Other risk factors identified in our study include a history of acute bronchitis, and allergic nasal symptoms. Repeated bouts of acute bronchitis has been considered a risk factor for the development of CB, [32] possibly by the development of persistent inflammation and mucus hypersecretion after multiple episodes of infectious bronchitis. Mucus hypersecretion is a signature pathologic feature of asthma, and asthma’s association with allergic rhinitis is strong. The association between chronic bronchitis and allergic nasal symptoms suggests a link between upper and lower airway inflammation that has commonly been described in asthma. This raises the possibility of a common pathophysiology between CB and asthma, which deserves further attention.

The influence of gender on CB continues to be a matter of debate. Many studies have found that CB affects men more than women, [2, 33, 34] but in the 2009 National Center for Health Statistics report, 67.8% of patients with CB were women [35]. The reasons for the higher prevalence of CB in women compared with men is unclear, but may be due to hormonal influences, sex differences in symptom reporting, and sex diagnostic bias. Our study showed that men were more likely to be affected by CB and that gender was an independent predictor of CB in multivariate analysis.

Despite the clinical and CT findings in this robust cohort of unselected COPD subjects, there are several limitations that are worthy of mention.
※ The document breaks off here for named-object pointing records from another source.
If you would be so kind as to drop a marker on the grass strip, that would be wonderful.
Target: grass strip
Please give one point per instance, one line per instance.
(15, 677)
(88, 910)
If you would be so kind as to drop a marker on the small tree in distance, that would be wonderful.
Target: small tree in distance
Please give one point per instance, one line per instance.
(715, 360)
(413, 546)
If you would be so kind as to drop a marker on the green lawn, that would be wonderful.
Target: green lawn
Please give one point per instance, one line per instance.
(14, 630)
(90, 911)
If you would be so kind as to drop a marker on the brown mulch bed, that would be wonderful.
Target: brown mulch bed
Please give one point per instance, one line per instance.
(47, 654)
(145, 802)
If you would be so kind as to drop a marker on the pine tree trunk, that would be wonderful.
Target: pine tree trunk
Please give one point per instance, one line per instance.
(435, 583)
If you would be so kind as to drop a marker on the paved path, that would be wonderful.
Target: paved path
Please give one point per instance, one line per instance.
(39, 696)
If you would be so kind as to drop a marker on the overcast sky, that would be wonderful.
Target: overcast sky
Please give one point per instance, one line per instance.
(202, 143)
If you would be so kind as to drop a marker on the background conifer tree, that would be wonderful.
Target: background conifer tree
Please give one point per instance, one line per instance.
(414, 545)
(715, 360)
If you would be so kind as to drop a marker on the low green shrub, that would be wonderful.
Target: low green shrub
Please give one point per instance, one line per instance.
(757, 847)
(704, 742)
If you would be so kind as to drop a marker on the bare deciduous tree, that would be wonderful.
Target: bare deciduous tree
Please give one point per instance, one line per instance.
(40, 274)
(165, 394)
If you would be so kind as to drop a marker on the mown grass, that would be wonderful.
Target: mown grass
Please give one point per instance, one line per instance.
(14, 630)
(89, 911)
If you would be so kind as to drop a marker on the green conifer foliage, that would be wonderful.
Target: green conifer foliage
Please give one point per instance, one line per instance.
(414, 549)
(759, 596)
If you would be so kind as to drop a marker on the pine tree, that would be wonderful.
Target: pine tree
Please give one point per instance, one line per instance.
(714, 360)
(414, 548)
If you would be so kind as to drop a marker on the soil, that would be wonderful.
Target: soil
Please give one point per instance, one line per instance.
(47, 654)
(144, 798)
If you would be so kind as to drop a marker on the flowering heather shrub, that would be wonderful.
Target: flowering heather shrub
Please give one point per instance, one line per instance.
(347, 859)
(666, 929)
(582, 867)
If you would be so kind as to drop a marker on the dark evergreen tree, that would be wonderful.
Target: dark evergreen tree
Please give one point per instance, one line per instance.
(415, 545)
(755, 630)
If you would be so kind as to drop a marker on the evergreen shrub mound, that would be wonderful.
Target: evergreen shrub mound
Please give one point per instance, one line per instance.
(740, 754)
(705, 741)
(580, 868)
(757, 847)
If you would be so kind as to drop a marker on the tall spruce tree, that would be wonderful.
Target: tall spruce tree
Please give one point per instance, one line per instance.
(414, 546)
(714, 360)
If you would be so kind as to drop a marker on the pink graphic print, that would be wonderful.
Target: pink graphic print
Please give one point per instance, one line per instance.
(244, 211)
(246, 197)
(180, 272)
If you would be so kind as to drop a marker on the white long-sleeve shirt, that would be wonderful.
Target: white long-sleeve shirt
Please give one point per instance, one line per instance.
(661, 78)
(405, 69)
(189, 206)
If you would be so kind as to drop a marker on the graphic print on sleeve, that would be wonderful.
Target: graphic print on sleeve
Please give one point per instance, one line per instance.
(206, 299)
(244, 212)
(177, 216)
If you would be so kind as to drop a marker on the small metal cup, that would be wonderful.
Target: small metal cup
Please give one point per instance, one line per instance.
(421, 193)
First, the assessment of medical history and exposures was by self-report, potentially leading to recall bias. The outcome of interest itself is somewhat subjective as well (chronic cough and phlegm). Although the identified clinical and computed tomographic factors were used in a prediction model, one could argue that some of predictors of interest are caused by chronic bronchitis, not the result of it (eg, airway wall thickness). In addition, it is unclear why the FVC is lower in chronic bronchitics in univariate analysis but higher in multivariate analysis; this phenomenon is most likely due to the confounding factors of differences in FEV1, race, and gender. However, the predictors of interest were chosen because of the more likely causal relationship of CB. Nonetheless, our analysis offers a comprehensive characterization of chronic bronchitis in COPD as well as a prediction model for CB using several clinical and computed tomographic parameters.

Conclusions

In conclusion, we show that allergic rhinitis, acute bronchitis, asthma, male gender, Caucasian race, lung function, current smoking, and airway wall thickness are associated with clinical phenotype of CB. We also show in a large cohort that CB is associated with greater exacerbation frequency, worse health related quality of life, and a lower 6-minute walk distance. Identification of these clinical and CT parameters can help predict the clinical phenotype of CB and can help stratify patients into a group at higher risk for poor outcomes. This group should receive treatment for their comorbidities and receive targeted therapy towards smoking cessation.